Qu'est-ce que la dette de sommeil et peut-on vraiment la rembourser ?
Rembourser sa dette de sommeil en un week-end est impossible : après deux nuits de récupération, les fonctions cognitives restent amoindries. Dormir davantage et de façon régulière sur plusieurs semaines est la seule approche validée par les données scientifiques.
La dette de sommeil est le déficit cumulé qui s'installe quand on dort chroniquement trop peu. Six nuits à quatre heures suffisent à perturber le métabolisme du glucose de façon mesurable et à élever le cortisol, l'hormone du stress. Des chercheurs comparent ces effets à ceux du vieillissement normal, ce qui montre que le manque de sommeil chronique va bien au-delà de la simple fatigue.
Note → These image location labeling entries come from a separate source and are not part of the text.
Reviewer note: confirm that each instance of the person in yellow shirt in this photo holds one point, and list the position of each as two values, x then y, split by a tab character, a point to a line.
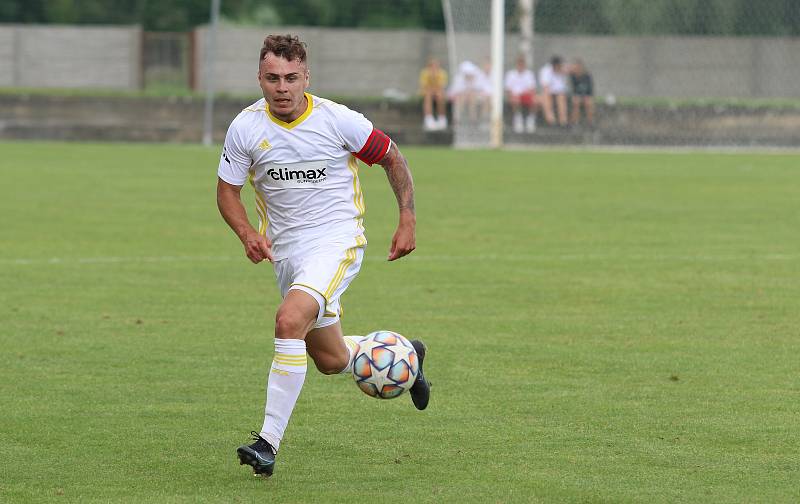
432	84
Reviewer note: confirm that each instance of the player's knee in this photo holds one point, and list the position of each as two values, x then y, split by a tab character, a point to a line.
330	364
290	325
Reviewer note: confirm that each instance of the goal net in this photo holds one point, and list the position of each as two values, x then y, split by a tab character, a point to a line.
475	53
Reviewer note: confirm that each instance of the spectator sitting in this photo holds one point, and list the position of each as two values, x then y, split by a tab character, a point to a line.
432	84
469	93
553	80
520	84
582	93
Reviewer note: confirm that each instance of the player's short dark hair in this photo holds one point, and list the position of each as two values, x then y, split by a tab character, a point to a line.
288	47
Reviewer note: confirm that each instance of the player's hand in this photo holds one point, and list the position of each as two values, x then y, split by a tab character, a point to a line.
257	247
404	240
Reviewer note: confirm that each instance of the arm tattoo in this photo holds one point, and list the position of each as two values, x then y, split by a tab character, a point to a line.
400	178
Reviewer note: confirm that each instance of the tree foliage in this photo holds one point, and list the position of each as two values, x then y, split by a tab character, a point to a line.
612	17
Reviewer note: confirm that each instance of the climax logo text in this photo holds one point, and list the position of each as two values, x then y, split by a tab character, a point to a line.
301	176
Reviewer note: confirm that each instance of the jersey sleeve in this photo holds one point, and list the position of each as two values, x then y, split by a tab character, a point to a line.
366	142
234	163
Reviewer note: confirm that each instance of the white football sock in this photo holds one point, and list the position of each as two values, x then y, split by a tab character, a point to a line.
351	342
286	377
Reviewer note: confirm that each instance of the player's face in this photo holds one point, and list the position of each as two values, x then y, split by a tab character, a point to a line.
283	83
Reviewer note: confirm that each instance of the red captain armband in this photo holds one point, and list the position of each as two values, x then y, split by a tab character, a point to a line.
376	146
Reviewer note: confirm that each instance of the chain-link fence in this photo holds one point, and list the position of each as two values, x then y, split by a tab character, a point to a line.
667	72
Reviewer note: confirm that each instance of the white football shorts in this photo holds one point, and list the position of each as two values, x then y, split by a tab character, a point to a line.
324	272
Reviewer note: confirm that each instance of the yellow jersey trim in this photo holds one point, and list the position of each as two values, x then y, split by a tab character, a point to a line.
297	121
261	208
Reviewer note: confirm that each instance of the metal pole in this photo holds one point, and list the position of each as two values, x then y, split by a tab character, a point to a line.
498	43
451	37
210	57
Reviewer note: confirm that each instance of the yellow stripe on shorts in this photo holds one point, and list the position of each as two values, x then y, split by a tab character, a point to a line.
350	257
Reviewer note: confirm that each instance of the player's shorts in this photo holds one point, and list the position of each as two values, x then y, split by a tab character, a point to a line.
324	272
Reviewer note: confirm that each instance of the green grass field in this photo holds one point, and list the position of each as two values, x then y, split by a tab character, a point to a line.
602	327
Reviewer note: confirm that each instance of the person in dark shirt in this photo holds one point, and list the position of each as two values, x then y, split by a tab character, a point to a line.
582	93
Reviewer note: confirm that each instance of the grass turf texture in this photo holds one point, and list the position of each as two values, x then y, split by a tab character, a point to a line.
603	327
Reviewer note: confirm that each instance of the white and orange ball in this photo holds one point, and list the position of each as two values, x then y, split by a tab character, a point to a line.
385	365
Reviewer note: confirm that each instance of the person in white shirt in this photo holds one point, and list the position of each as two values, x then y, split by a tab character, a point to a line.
520	84
468	93
300	152
553	79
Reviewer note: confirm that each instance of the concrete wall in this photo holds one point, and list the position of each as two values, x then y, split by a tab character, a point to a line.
83	118
368	62
55	56
350	62
343	62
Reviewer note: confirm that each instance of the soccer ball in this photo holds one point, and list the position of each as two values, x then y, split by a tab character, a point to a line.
385	365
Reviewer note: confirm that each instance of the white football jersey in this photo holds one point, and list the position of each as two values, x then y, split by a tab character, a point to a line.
305	173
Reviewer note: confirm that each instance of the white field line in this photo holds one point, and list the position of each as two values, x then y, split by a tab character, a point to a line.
55	261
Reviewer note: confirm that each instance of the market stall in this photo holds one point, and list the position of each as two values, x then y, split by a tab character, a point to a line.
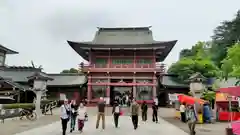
188	100
222	102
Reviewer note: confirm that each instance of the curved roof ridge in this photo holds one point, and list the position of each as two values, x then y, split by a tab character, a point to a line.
7	50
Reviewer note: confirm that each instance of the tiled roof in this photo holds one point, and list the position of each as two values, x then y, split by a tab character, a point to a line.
17	76
123	36
7	50
66	79
41	76
168	80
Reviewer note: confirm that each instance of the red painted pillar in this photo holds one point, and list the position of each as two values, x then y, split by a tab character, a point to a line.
109	58
108	88
154	87
89	91
134	92
134	59
154	59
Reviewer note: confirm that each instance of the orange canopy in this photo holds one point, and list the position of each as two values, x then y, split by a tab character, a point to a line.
223	97
189	100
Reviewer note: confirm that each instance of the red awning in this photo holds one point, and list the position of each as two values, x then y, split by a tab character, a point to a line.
189	100
234	91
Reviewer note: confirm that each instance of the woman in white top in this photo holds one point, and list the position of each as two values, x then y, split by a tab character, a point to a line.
65	113
116	113
82	112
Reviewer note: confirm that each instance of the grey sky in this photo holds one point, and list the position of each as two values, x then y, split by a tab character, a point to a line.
38	29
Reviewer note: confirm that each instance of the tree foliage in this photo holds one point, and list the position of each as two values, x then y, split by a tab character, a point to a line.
198	60
225	35
231	64
71	70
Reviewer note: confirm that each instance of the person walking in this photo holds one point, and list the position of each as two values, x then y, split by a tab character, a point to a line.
155	112
192	118
73	115
134	113
144	109
82	112
65	115
101	113
183	112
116	113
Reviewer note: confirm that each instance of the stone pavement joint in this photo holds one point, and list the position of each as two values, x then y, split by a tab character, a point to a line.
125	127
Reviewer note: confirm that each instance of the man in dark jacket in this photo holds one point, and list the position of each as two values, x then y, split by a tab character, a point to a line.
155	112
101	113
144	108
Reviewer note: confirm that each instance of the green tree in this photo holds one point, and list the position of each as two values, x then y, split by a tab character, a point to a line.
71	70
231	64
201	48
198	61
225	35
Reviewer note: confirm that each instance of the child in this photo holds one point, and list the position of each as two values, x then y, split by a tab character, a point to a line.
81	116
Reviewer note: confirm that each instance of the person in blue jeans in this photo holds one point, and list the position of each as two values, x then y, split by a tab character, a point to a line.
73	116
192	118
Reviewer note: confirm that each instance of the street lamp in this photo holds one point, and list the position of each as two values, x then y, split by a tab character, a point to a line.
39	87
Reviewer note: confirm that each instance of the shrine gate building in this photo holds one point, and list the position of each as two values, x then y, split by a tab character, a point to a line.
123	60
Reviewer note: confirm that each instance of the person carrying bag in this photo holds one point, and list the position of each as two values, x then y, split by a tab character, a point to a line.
65	115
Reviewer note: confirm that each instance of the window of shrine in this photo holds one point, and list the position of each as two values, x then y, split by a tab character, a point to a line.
144	61
122	61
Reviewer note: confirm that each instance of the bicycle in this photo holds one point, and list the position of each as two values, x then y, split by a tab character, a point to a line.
29	114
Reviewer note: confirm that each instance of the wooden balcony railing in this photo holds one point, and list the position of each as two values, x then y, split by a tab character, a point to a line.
158	67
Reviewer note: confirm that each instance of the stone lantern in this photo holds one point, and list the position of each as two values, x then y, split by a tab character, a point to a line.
39	88
196	84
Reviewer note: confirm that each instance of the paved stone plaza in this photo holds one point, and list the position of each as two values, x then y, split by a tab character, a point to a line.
125	128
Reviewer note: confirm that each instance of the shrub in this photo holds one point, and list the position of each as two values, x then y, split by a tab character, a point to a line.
44	102
18	105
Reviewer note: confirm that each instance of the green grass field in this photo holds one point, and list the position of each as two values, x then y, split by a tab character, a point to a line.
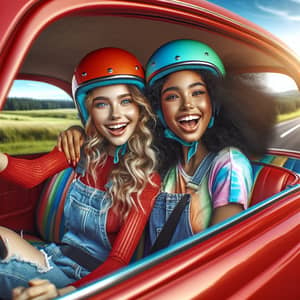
33	131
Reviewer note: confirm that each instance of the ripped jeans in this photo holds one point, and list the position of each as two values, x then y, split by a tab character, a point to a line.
17	272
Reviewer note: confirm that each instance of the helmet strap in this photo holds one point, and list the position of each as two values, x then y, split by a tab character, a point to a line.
122	149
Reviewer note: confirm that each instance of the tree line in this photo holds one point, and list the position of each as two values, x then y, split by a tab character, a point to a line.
15	103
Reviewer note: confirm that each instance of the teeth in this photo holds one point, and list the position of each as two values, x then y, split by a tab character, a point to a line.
189	118
116	126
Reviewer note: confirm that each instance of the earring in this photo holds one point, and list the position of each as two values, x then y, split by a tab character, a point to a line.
211	122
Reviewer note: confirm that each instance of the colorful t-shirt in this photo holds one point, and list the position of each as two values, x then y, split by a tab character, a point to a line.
229	180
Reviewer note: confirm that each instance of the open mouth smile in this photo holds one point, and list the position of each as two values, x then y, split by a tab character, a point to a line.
189	122
117	129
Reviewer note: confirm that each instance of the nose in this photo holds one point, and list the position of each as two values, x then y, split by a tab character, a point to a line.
115	112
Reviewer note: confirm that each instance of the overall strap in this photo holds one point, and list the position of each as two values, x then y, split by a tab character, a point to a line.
201	171
81	165
167	231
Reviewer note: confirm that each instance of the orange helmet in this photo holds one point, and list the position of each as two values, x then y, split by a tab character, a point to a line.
102	67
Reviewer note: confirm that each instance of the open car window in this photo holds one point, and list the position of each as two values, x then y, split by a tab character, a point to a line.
33	116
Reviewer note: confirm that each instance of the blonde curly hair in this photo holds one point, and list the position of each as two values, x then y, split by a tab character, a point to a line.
135	168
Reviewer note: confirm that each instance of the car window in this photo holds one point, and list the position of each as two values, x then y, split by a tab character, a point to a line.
287	99
34	114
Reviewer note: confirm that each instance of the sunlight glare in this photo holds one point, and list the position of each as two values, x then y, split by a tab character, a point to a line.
280	83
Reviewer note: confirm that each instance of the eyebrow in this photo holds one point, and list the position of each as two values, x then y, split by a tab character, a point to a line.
175	88
106	98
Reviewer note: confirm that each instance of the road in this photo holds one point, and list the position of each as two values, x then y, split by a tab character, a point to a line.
287	135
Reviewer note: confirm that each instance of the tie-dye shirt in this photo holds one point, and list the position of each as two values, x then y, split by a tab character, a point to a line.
228	181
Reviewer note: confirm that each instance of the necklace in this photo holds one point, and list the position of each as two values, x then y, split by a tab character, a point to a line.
185	176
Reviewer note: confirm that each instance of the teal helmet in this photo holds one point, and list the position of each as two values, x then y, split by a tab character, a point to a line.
180	55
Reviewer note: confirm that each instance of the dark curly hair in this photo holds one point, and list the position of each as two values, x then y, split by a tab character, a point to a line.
244	118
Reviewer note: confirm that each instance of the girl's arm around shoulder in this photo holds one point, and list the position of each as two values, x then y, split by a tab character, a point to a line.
30	172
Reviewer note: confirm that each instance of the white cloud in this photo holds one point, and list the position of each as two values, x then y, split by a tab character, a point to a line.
280	11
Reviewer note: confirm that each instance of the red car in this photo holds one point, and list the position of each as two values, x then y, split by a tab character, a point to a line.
254	255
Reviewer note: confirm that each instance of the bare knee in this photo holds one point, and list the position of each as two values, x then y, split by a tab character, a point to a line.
13	244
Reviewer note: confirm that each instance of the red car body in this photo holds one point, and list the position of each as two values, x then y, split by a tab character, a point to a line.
254	255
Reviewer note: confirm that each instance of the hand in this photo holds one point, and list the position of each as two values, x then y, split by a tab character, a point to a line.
70	141
38	289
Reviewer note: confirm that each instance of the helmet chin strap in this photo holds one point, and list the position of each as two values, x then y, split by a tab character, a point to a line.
170	135
119	149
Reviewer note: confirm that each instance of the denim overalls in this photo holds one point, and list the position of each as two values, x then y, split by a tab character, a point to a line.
166	202
85	214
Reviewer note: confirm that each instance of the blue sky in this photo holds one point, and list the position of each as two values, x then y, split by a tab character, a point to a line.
280	17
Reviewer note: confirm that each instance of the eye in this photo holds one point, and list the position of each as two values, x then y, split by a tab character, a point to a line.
100	104
170	97
126	101
198	93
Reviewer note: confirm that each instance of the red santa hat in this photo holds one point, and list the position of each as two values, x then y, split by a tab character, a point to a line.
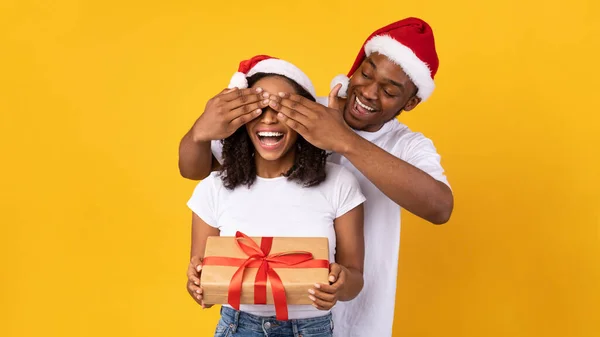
270	65
409	43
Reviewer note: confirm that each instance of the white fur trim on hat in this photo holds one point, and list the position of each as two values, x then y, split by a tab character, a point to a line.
343	80
238	80
417	70
284	68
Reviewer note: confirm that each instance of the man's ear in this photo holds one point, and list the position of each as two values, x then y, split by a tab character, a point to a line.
412	103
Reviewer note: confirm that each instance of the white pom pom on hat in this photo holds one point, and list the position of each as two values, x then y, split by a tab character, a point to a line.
269	65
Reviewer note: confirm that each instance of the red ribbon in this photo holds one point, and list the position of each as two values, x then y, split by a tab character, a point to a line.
260	257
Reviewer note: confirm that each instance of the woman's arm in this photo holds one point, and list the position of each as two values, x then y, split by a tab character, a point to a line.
346	275
200	233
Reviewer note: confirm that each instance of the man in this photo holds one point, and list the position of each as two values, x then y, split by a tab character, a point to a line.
396	168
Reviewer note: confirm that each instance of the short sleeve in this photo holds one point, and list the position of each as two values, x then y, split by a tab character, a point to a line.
420	152
203	201
347	192
216	146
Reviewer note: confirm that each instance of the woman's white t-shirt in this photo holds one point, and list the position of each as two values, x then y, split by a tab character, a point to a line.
278	207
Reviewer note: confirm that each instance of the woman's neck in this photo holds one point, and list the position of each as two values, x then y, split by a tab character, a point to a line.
274	168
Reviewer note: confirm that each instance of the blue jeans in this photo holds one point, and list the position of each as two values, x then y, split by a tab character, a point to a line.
240	324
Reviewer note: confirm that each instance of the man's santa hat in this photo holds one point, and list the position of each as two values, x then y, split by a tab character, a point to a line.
409	43
270	65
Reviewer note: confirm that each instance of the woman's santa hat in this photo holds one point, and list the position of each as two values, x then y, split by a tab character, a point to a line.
270	65
409	43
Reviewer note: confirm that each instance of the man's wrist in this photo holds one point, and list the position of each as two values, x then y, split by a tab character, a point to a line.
348	143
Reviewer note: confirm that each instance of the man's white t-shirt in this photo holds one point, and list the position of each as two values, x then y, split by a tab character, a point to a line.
371	313
278	207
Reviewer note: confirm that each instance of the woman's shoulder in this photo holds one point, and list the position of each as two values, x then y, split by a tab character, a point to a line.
211	182
337	173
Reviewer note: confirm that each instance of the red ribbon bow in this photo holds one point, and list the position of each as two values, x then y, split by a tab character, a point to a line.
260	257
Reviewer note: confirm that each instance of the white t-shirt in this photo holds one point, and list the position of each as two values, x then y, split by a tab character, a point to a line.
371	313
278	207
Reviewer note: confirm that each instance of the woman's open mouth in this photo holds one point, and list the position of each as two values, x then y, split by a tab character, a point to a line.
270	139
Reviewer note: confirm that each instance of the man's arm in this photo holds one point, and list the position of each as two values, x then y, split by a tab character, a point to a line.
405	184
408	186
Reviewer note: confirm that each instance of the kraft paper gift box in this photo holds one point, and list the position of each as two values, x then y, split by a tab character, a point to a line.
263	270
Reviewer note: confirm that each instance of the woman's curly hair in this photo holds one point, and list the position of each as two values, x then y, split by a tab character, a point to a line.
239	167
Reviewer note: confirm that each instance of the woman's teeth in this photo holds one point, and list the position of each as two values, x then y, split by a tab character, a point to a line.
364	106
269	134
270	137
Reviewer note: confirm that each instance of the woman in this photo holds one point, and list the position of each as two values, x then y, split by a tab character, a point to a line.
274	183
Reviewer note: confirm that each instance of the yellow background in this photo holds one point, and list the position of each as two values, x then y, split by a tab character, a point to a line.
95	95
Deux semaines à six heures par nuit font chuter les performances cognitives autant que deux nuits blanches consécutives. Ce qui est particulièrement trompeur : la plupart des gens ne réalisent pas à quel point ils fonctionnent mal. Ils s'habituent à une version appauvrie d'eux-mêmes sans s'en apercevoir.
Rembourser cette dette est moins simple qu'il n'y paraît. Chez des jeunes adultes limités à cinq heures par nuit pendant une semaine, la vigilance et l'attention n'étaient toujours pas revenues à la normale après deux nuits de récupération. Rattraper le sommeil le week-end ne compense donc pas pleinement les dommages accumulés. Ce qui se construit sur la durée ne s'efface pas en quelques jours.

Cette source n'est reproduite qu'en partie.